Brighton Energy Limited
- Company type: Community Benefit Society
- Industry: Renewable Energy
- Founded: 15 November 2010
- Headquarters: Brighton, England
- Key people: Will Cottrell (Chair); Damian Tow (Secretary);
- Revenue: £408,464 (2022)
- Total assets: £3,174,191 (2022)
- Total equity: £3,017,386 (2022)
- Members: 604 (2022)
- Number of employees: 3 (2022)
- Website: brightonenergy.org.uk

= Brighton Energy Co-operative =

Brighton Energy Co-operative (BEC) is community co-operative based in Brighton, England that exists to promote, build and run renewable energy projects in its locality.
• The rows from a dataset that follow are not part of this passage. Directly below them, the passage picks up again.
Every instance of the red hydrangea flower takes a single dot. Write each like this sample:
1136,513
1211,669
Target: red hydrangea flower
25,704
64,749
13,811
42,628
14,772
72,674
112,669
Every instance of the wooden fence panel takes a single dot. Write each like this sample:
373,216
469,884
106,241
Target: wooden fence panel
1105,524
These include mainly the provision of solar photovoltaic systems onto school, community, municipal and industrial sites, plus also electric vehicle charging points and environmental education programmes in nearby schools.

.

Since its formation in 2010 the co-operative has raised over £3m in small scale investments from its 600+ members through community share and bond issues to fund the installation of the systems.

Recently BEC has introduced and administered a grant programme for participating local SMEs to install solar PV schemes onto their business premises.

The solar arrays produce low-carbon electricity which attracts Feed in Tariff payments, and creates income by exporting some of the power to the National Grid, with some being sold directly to the sites hosting the equipment.